Benchmarks

This page summarizes the performance characteristics of SmartKNN under realistic deployment constraints.

The goal of these benchmarks is not to win leaderboard competitions, but to evaluate latency behavior, stability, and accuracy trade-offs that matter in real production environments.

Benchmarking Philosophy

SmartKNN benchmarks are designed around the following principles:

CPU-first evaluation
All benchmarks are conducted on commodity CPU hardware without GPU acceleration.
Latency-aware measurement
Mean latency is reported, but tail latency (p95 and p99) is treated as a first-class metric.
Realistic workloads
Benchmarks use real-world datasets and inference patterns rather than synthetic or toy setups.
Transparent trade-offs
No system is optimal for all scenarios.

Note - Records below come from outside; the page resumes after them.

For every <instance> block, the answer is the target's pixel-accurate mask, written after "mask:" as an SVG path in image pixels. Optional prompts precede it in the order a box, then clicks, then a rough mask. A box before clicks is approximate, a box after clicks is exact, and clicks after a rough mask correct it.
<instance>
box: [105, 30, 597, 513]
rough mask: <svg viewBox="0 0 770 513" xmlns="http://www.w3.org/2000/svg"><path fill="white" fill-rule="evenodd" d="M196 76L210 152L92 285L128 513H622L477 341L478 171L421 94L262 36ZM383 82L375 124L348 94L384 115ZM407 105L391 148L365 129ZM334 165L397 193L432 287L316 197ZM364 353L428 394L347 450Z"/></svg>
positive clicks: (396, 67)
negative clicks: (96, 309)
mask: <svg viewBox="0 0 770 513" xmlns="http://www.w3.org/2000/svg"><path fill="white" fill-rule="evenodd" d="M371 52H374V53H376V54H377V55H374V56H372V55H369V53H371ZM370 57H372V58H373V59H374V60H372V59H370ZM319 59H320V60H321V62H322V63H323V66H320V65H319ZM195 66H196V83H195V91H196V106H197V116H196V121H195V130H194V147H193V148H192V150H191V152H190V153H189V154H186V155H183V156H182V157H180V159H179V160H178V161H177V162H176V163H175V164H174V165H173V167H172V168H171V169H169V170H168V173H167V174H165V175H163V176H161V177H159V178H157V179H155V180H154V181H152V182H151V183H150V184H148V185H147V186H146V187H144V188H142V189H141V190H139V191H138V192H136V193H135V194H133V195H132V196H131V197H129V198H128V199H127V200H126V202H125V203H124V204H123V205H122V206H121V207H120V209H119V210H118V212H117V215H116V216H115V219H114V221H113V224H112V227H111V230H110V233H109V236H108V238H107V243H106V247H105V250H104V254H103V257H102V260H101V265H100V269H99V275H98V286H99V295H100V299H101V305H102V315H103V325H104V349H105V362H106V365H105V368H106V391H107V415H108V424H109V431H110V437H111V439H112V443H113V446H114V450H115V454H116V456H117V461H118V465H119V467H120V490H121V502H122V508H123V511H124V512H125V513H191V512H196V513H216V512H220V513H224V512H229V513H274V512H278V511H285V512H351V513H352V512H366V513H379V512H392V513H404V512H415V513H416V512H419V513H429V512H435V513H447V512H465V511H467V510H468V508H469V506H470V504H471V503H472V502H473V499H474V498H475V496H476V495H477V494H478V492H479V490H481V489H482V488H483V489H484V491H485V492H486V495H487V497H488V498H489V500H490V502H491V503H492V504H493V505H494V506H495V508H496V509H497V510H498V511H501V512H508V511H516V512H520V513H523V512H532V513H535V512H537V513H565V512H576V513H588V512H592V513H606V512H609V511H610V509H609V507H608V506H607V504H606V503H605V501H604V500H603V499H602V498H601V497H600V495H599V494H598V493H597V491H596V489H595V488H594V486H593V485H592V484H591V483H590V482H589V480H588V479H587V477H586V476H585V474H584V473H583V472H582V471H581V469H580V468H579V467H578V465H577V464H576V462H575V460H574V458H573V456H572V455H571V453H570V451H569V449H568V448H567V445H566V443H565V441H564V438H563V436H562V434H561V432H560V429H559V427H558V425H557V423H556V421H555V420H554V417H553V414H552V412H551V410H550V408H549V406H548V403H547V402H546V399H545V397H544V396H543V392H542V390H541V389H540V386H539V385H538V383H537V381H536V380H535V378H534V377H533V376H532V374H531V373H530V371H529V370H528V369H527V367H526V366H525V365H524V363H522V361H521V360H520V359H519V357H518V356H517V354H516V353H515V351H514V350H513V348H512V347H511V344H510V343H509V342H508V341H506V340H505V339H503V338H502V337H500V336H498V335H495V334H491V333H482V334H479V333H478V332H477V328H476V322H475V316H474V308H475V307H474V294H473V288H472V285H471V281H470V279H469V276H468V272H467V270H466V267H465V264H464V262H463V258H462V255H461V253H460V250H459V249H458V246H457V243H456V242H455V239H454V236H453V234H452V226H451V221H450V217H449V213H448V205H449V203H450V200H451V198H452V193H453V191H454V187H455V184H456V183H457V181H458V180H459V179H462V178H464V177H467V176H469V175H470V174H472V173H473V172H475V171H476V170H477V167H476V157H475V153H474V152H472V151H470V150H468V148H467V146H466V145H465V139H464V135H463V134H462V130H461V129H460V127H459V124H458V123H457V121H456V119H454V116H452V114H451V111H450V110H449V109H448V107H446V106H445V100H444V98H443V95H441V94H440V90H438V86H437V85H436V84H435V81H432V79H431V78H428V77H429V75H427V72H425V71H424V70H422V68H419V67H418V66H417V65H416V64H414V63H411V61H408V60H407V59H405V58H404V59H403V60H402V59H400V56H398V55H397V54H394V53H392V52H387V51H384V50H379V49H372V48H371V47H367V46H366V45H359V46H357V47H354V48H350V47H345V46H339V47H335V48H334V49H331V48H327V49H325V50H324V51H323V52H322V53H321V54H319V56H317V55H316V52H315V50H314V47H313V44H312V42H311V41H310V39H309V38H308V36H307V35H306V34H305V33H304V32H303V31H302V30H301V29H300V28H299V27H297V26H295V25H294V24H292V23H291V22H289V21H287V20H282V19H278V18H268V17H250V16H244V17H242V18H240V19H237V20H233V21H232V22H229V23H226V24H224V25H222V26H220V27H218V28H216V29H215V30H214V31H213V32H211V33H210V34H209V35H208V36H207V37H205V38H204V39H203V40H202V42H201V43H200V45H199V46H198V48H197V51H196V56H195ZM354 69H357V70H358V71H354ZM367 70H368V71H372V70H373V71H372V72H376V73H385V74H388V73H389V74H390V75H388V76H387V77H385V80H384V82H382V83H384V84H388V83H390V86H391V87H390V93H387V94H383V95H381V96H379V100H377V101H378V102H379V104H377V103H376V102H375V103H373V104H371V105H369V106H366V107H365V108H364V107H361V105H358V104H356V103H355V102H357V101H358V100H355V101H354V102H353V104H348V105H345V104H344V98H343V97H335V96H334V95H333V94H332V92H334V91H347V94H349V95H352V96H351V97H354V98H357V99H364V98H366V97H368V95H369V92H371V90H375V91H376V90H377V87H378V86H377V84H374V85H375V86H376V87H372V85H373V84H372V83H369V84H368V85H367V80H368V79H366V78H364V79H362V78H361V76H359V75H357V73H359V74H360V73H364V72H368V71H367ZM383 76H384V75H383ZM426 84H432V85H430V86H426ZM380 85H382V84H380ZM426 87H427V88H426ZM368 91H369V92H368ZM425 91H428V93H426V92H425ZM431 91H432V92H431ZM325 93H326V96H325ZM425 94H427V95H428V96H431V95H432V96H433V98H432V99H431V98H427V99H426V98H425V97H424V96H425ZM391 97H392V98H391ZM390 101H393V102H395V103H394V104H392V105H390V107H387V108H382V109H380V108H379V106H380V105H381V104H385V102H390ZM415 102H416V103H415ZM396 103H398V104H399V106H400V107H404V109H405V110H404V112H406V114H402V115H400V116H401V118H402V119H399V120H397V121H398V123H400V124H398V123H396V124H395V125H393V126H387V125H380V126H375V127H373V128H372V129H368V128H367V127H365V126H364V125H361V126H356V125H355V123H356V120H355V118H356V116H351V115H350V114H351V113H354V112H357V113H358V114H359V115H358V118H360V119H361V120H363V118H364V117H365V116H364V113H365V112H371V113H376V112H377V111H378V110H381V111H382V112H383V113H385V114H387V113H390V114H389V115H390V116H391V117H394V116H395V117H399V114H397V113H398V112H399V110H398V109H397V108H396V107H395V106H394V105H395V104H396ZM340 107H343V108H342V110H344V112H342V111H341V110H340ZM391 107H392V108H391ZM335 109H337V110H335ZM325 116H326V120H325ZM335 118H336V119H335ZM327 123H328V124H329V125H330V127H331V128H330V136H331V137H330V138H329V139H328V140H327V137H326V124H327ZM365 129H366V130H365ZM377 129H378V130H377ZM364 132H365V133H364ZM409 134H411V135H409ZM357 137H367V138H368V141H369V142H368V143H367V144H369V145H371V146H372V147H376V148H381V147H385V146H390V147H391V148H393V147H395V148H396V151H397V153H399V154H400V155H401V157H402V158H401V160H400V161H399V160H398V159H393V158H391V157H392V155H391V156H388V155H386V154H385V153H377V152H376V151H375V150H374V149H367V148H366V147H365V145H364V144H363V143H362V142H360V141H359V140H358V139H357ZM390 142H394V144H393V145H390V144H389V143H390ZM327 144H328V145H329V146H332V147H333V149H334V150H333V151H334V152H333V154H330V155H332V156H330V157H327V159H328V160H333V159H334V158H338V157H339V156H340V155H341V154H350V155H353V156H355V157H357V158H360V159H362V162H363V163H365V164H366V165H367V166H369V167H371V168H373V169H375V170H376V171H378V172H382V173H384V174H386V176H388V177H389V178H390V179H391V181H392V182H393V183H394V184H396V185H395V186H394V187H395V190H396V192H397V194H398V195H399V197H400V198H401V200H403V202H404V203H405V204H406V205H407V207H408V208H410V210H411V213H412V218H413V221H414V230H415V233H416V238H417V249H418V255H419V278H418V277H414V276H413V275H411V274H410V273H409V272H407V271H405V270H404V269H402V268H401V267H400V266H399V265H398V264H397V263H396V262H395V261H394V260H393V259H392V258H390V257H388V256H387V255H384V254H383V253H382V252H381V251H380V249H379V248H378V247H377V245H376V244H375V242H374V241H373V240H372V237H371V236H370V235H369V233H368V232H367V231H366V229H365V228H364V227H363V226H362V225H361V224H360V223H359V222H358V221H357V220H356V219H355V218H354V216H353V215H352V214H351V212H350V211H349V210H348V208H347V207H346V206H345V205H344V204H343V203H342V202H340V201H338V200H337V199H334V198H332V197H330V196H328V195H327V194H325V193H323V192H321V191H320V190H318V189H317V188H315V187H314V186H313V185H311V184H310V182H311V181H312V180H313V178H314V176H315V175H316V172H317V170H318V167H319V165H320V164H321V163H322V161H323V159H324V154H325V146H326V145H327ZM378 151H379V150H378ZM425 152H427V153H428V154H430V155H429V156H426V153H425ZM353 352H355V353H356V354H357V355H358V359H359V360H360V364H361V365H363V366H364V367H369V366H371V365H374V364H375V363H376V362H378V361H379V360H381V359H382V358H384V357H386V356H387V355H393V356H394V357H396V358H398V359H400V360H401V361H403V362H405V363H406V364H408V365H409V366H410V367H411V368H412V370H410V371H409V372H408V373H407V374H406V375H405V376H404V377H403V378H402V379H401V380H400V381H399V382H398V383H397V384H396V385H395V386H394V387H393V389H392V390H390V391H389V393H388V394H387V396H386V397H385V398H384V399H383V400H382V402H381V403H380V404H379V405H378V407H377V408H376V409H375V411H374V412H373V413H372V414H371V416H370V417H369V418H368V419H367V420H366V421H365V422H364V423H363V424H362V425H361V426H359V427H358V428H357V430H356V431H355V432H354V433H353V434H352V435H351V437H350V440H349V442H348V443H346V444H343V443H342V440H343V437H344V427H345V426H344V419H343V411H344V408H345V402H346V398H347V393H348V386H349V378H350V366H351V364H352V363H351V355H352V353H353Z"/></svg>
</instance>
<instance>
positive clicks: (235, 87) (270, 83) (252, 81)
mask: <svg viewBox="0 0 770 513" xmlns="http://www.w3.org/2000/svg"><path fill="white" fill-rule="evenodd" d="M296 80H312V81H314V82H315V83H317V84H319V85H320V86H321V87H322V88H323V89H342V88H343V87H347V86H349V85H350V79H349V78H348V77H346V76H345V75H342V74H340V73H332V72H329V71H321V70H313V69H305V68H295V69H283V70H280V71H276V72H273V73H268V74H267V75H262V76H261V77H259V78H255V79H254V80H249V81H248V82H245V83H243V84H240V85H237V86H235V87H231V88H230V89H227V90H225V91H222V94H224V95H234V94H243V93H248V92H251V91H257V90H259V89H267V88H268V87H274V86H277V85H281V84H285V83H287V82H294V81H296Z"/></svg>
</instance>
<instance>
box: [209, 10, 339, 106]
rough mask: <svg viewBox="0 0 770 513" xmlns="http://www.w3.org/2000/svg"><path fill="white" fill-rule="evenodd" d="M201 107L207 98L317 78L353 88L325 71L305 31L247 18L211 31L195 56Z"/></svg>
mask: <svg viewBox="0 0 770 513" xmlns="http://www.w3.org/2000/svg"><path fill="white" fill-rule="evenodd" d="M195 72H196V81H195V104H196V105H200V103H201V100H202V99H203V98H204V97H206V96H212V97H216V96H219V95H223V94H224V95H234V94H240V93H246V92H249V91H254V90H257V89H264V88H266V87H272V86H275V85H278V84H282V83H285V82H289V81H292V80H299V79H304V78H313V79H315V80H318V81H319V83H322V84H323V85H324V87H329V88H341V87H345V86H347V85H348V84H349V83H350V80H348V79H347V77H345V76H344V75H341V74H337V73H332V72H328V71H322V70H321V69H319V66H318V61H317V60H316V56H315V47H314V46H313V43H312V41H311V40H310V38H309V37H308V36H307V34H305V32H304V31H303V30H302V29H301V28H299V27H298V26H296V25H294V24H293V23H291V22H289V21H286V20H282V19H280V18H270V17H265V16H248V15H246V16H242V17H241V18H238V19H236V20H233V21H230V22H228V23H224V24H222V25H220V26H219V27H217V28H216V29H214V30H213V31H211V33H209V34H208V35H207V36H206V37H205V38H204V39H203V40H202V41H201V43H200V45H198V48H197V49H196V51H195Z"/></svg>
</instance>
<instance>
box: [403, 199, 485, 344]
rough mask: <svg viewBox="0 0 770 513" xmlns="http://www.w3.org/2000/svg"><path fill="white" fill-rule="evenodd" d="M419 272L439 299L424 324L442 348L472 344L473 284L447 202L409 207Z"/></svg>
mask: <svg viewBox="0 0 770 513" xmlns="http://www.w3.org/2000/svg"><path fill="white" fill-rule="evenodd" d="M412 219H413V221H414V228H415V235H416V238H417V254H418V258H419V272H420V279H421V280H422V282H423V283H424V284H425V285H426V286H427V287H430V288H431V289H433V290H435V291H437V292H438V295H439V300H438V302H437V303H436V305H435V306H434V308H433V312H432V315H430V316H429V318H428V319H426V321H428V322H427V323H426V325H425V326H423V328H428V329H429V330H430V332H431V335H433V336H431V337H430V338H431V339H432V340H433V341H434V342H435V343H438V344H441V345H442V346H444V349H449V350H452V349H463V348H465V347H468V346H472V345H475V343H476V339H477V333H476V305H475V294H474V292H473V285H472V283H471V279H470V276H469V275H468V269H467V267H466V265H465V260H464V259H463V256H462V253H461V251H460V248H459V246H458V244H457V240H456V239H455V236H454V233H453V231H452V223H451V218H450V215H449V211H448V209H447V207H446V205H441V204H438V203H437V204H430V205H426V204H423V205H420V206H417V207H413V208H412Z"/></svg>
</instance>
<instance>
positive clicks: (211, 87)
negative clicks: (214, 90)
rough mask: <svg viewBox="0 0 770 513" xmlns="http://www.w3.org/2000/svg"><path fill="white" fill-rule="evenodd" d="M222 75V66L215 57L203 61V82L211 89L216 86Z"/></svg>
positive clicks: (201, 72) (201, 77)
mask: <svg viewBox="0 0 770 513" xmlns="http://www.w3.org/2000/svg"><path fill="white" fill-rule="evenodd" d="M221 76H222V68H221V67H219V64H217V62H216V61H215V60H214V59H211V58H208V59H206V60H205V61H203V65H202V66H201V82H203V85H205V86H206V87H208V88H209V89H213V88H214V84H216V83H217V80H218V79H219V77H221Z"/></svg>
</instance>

Performance benefits and limitations are reported explicitly.

Evaluation Methodology

Benchmarks are conducted using a consistent and reproducible methodology:

Hardware: Commodity x86 CPU (exact configuration documented per run)
Execution modes:
Single-sample inference
Batch inference
Metrics:
Accuracy / F1 score (task-dependent)
Mean inference latency
p95 inference latency
Baselines:
Classical KNN
Linear models
Tree-based models (where applicable)
Gradient-boosted models

Exact configurations, dataset details, and benchmark scripts are available in the benchmark repository.

Summary Results

The table below highlights representative results across selected datasets and workloads.

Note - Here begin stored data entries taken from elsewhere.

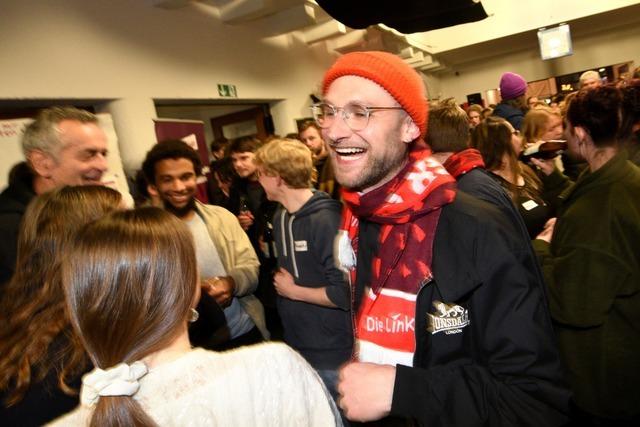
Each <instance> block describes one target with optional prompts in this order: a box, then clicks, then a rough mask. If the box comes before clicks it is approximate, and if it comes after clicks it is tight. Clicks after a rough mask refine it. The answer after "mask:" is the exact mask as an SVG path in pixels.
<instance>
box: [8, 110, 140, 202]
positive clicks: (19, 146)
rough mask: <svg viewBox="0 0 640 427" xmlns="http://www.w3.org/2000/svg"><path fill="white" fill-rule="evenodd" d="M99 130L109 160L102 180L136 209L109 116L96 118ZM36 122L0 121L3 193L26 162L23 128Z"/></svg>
mask: <svg viewBox="0 0 640 427" xmlns="http://www.w3.org/2000/svg"><path fill="white" fill-rule="evenodd" d="M96 116H97V117H98V121H99V124H100V127H101V128H102V130H103V131H104V132H105V134H106V135H107V149H108V150H109V155H108V156H107V165H108V168H109V169H108V170H107V172H106V173H105V174H104V175H103V176H102V181H103V182H104V183H105V185H108V186H109V187H112V188H115V189H116V190H118V191H119V192H120V193H122V195H123V196H124V197H125V201H126V202H127V203H131V205H133V200H132V199H131V196H130V194H129V185H128V184H127V178H126V176H125V174H124V170H123V168H122V159H121V157H120V149H119V147H118V136H117V135H116V131H115V128H114V127H113V119H112V117H111V115H110V114H107V113H101V114H96ZM32 121H33V119H29V118H25V119H12V120H0V152H1V153H2V156H0V191H1V190H3V189H4V188H5V187H6V186H7V185H8V184H9V172H10V171H11V168H12V167H13V166H14V165H16V164H18V163H20V162H22V161H24V155H23V154H22V146H21V143H20V140H21V138H22V133H23V132H24V128H25V127H26V126H27V125H28V124H29V123H31V122H32Z"/></svg>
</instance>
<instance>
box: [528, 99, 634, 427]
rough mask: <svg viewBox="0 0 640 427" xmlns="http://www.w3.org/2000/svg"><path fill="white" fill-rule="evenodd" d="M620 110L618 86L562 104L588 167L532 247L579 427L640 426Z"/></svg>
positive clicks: (631, 264)
mask: <svg viewBox="0 0 640 427" xmlns="http://www.w3.org/2000/svg"><path fill="white" fill-rule="evenodd" d="M621 106H622V97H621V94H620V91H619V89H617V88H615V87H600V88H596V89H591V90H588V91H580V92H579V93H578V94H577V95H576V96H575V98H574V99H573V101H572V102H571V104H570V105H569V109H568V111H567V123H568V127H567V130H566V131H565V135H566V137H567V142H568V144H569V150H571V151H572V152H573V153H574V154H576V155H578V156H579V157H581V158H584V159H585V160H586V161H587V164H588V165H589V166H588V168H587V169H586V170H585V171H584V172H583V173H582V174H581V175H580V176H579V178H578V180H577V181H576V183H575V185H574V186H573V187H572V188H570V189H569V190H567V191H565V192H564V193H563V197H562V200H563V202H562V205H561V206H560V208H559V211H558V218H557V221H556V222H555V227H554V222H553V221H550V223H549V226H548V227H547V229H546V230H545V232H543V233H542V234H541V235H540V236H538V240H535V241H534V248H535V249H536V251H537V252H538V255H539V257H540V258H541V260H542V262H543V271H544V273H545V281H546V283H547V285H548V287H549V292H548V295H549V304H550V308H551V315H552V318H553V320H554V321H555V326H556V333H557V337H558V343H559V346H560V351H561V354H562V356H563V358H564V360H565V363H566V366H567V368H568V373H569V378H568V379H569V382H570V384H571V386H572V388H573V393H574V397H573V404H574V407H575V408H574V409H575V414H574V415H575V420H574V425H575V426H581V427H588V426H605V425H640V406H639V405H638V403H640V388H639V387H638V384H639V383H640V356H639V355H640V197H638V195H639V194H640V169H639V168H638V167H637V166H635V165H634V164H633V163H631V162H630V161H629V160H627V153H626V151H625V150H624V149H623V148H622V147H623V144H622V141H620V140H619V135H620V128H621V117H622V114H621Z"/></svg>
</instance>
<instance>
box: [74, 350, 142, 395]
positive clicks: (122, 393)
mask: <svg viewBox="0 0 640 427" xmlns="http://www.w3.org/2000/svg"><path fill="white" fill-rule="evenodd" d="M147 372H148V369H147V365H145V364H144V363H143V362H140V361H138V362H134V363H132V364H131V365H127V364H126V363H120V364H119V365H116V366H114V367H112V368H109V369H106V370H102V369H100V368H96V369H94V370H93V371H91V372H89V373H88V374H86V375H84V376H83V377H82V389H81V391H80V403H82V404H83V405H85V406H93V405H95V404H96V403H97V402H98V399H99V398H100V396H133V395H134V394H135V393H136V392H137V391H138V389H139V388H140V383H139V382H138V380H139V379H140V378H142V377H143V376H145V375H146V374H147Z"/></svg>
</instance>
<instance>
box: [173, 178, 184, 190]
mask: <svg viewBox="0 0 640 427" xmlns="http://www.w3.org/2000/svg"><path fill="white" fill-rule="evenodd" d="M185 187H186V186H185V185H184V182H182V180H181V179H174V180H173V191H182V190H184V189H185Z"/></svg>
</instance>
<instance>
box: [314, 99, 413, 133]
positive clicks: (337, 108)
mask: <svg viewBox="0 0 640 427" xmlns="http://www.w3.org/2000/svg"><path fill="white" fill-rule="evenodd" d="M402 109H403V108H402V107H367V106H364V105H360V104H347V105H345V106H344V107H336V106H335V105H331V104H327V103H326V102H319V103H317V104H313V105H312V106H311V113H312V114H313V119H314V120H315V121H316V123H317V124H318V126H320V127H321V128H328V127H329V126H331V125H332V124H333V123H334V121H335V119H336V116H337V115H338V112H340V116H341V117H342V120H344V122H345V123H346V124H347V126H349V129H351V130H353V131H359V130H363V129H364V128H366V127H367V125H368V124H369V117H370V116H371V113H373V112H374V111H384V110H402Z"/></svg>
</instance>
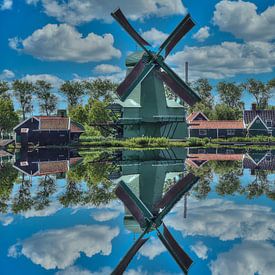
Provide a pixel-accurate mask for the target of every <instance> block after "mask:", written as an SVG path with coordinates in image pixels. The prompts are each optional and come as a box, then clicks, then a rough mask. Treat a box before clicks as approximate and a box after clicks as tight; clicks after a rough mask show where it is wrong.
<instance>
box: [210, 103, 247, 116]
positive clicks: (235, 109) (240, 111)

Note: Results are indicative rather than exhaustive. Performance varies with dataset size, dimensionality, feature structure, and hardware characteristics.

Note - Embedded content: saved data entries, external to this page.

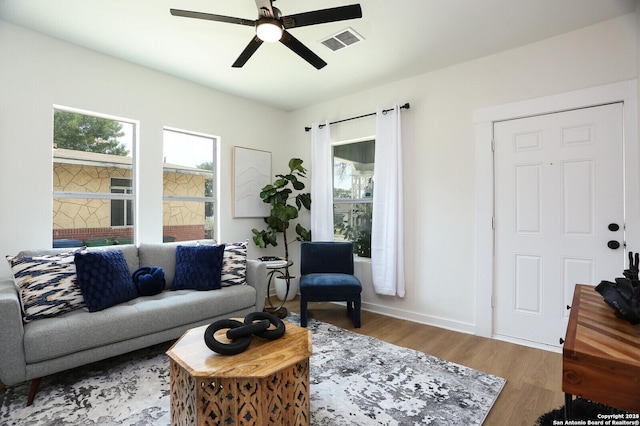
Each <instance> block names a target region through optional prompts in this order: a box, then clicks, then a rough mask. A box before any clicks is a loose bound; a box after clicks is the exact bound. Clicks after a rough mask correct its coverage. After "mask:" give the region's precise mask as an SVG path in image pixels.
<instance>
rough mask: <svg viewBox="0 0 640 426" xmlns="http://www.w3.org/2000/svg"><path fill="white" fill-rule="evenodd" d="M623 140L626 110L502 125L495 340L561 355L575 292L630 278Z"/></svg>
mask: <svg viewBox="0 0 640 426" xmlns="http://www.w3.org/2000/svg"><path fill="white" fill-rule="evenodd" d="M622 135H623V123H622V104H621V103H618V104H610V105H605V106H598V107H591V108H583V109H577V110H571V111H567V112H561V113H554V114H546V115H540V116H535V117H529V118H522V119H517V120H509V121H503V122H498V123H495V124H494V140H495V153H494V158H495V262H496V263H495V283H494V288H495V292H494V297H495V299H494V335H495V336H496V337H499V338H500V337H502V338H505V339H507V340H514V341H518V340H523V341H528V342H535V343H538V344H543V345H552V346H559V345H560V343H559V339H560V338H561V337H564V335H565V329H566V325H567V319H568V316H569V311H568V310H567V308H566V307H567V305H570V304H571V301H572V297H573V289H574V286H575V284H577V283H583V284H592V285H596V284H598V283H599V282H600V281H601V280H609V281H612V280H613V279H614V278H615V277H618V276H621V275H622V271H623V269H624V267H625V256H624V247H623V242H624V186H623V185H624V177H623V176H624V170H623V164H624V163H623V136H622ZM616 244H619V247H618V248H616Z"/></svg>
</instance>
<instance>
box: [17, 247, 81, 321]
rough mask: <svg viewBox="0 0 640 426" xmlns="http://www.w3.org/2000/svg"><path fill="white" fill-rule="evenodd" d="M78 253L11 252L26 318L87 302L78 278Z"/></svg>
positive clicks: (20, 295) (53, 312)
mask: <svg viewBox="0 0 640 426" xmlns="http://www.w3.org/2000/svg"><path fill="white" fill-rule="evenodd" d="M74 254H75V253H74V252H66V253H60V254H52V255H43V256H33V257H31V256H20V257H19V256H7V260H8V261H9V264H10V265H11V271H12V273H13V275H14V279H15V284H16V286H17V287H18V292H19V293H20V301H21V304H22V311H23V313H24V320H25V321H31V320H34V319H39V318H49V317H53V316H57V315H60V314H63V313H65V312H69V311H73V310H75V309H80V308H83V307H85V306H86V305H85V303H84V298H83V297H82V292H81V291H80V287H78V285H77V282H76V265H75V264H74V263H73V260H74Z"/></svg>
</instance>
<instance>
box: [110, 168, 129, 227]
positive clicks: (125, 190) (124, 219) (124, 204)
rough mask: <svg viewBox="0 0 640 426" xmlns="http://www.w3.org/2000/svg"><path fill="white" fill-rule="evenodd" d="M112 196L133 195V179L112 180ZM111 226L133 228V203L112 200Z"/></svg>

Model	Accuracy / F1	Mean Latency	p95 Latency
SmartKNN	Competitive	Sub-millisecond	Stable and bounded
Classic KNN	Comparable	Higher	Less predictable
GBM Models	Higher	Variable	Higher tail latency

Detailed per-dataset results and raw measurements are available in the full benchmark logs.

Observations

Across evaluated workloads:

SmartKNN delivers predictable inference latency, often operating in the sub-millisecond range on commodity CPUs depending on configuration.
Learned feature weighting improves robustness on noisy and high-dimensional datasets.
Approximate execution backends reduce latency at scale, with a tunable accuracy trade-off.
Tree-based models may achieve higher peak accuracy on some datasets, but frequently exhibit higher or less predictable tail latency on CPU.

Limitations and Trade-offs

SmartKNN is not always the optimal choice:

On very small datasets, simpler models may be faster due to lower overhead.
On highly nonlinear problems, tree-based or neural models may outperform in accuracy.
Approximate backends introduce controlled approximation error that must be tuned carefully.

These trade-offs are documented to support informed system design decisions.

Reproducibility

All benchmarks are conducted using versioned code and documented configurations.

Results may vary across hardware and environments and should be interpreted accordingly.
Benchmark scripts, configuration files, and raw logs are available for independent verification.